The best agents will always be able to introduce buyers to your property without asking you for any money. If an agent claims to have a buyer, as most real estate agents will, that should negate the need for spending money upfront on advertising. Unfortunately, many agents will initially ask a seller to spend money advertising their house and the agency.
While market conditions are healthy at present, the best buyers will always make themselves known to most of the agents in the area they wish to buy into. They are the ‘best buyers’ because they are keen to pay a good price to secure a property now.
An agent who can introduce buyers without cost or risk to you, protects your position in the event that you decide against selling, or if you don’t accept the offers that are submitted.
Exhausting your agent’s database prior to committing hard earned dollars on needless advertising, allows you the option of spending it later, if you feel that the campaign is lacking in exposure. Few people need to take this path though. Once they hit the market, they realise very quickly that the internet does the heavy lifting at a minimal cost – a cost the agent should be able to carry.
If you spend big dollars up front on advertising, you have probably spent big to advertise to a buyer already known to the agent. The cost to send an email to a database of 15,000 buyers is almost nothing. The best agents have large databases full of current and active buyers.
Many properties are selling within three weeks of hitting the market at present. An agent who confidently claims and can demonstrate to have potential buyers therefore needs to be scrutinised on another level. Can the agent negotiate well? You don’t want the best buyer negotiating with the worst agent. In reality, that could end up costing a lot more than a needless advertising campaign.
As a home seller, you should only pay for advertising once an agent has delivered the sale at or above the promised price.
The agent’s model
Here is how many agents selling models work – the agent quotes a high price to the home seller. The home seller likes the figure and says, ‘Great, how do we go about this?’
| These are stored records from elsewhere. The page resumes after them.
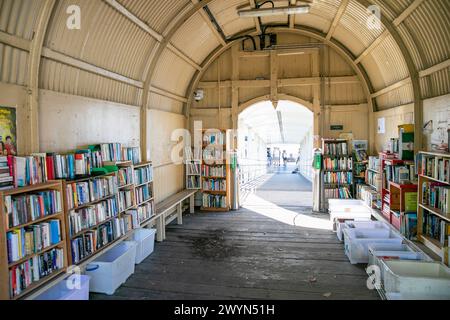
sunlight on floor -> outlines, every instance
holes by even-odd
[[[264,200],[255,194],[250,194],[248,196],[243,208],[291,226],[322,230],[333,229],[332,223],[329,220],[287,210],[272,202]]]

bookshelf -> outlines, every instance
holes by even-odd
[[[67,269],[68,253],[62,199],[61,181],[48,181],[0,192],[1,300],[23,298]],[[27,201],[34,203],[34,214],[25,209]],[[17,212],[15,215],[11,212],[13,207],[14,212]],[[27,214],[21,216],[21,213],[26,211]],[[20,241],[25,244],[24,247],[19,245],[19,238],[24,239],[23,242]],[[44,262],[53,258],[57,263],[53,267],[47,265],[46,268]],[[33,269],[32,265],[39,265],[39,269]],[[13,286],[16,289],[13,290],[10,283],[15,282],[14,279],[18,278],[21,269],[30,270],[22,273],[27,274],[23,276],[26,279],[26,287],[17,289],[19,285],[16,281]]]
[[[153,183],[153,163],[141,162],[133,166],[136,210],[139,224],[147,223],[155,216],[155,193]]]
[[[418,240],[449,265],[450,154],[420,151],[417,234]]]
[[[408,208],[407,194],[414,194],[417,196],[416,184],[399,184],[389,182],[389,208],[391,210],[390,223],[397,229],[402,229],[402,224],[406,223],[406,215],[408,213],[416,213],[416,208]],[[402,232],[404,235],[406,230]]]
[[[327,208],[328,199],[353,197],[353,157],[345,139],[322,139],[322,155],[323,207]]]
[[[186,165],[186,189],[201,189],[202,180],[202,161],[200,155],[193,155],[191,148],[185,149],[185,165]]]
[[[226,130],[203,130],[202,211],[230,210],[230,165],[226,159]]]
The agent claims it is only possible with a heavy advertising campaign and an auction. At this stage, a $5,000 advertising spend for a $1 million house seems largely insignificant.
When the auction fails to meet the seller’s reserve, the seller either accepts less or passes the property in, wasting the $5,000 spent on an advertising campaign. Heads the agent wins and tails the client loses.
The agent doesn’t want or need your $5,000 to find buyers. They want your $5,000 to increase your motivation to sell, i.e. drop your price on auction day. They also want your $5,000 to promote their brand to others in the community. Make no mistake, regardless of whether you spend $5,000 or not, buyers will come, ready or not, once your home hits the market. If an agent cannot introduce a buyer without cost or risk to you, the problem is theirs, not yours.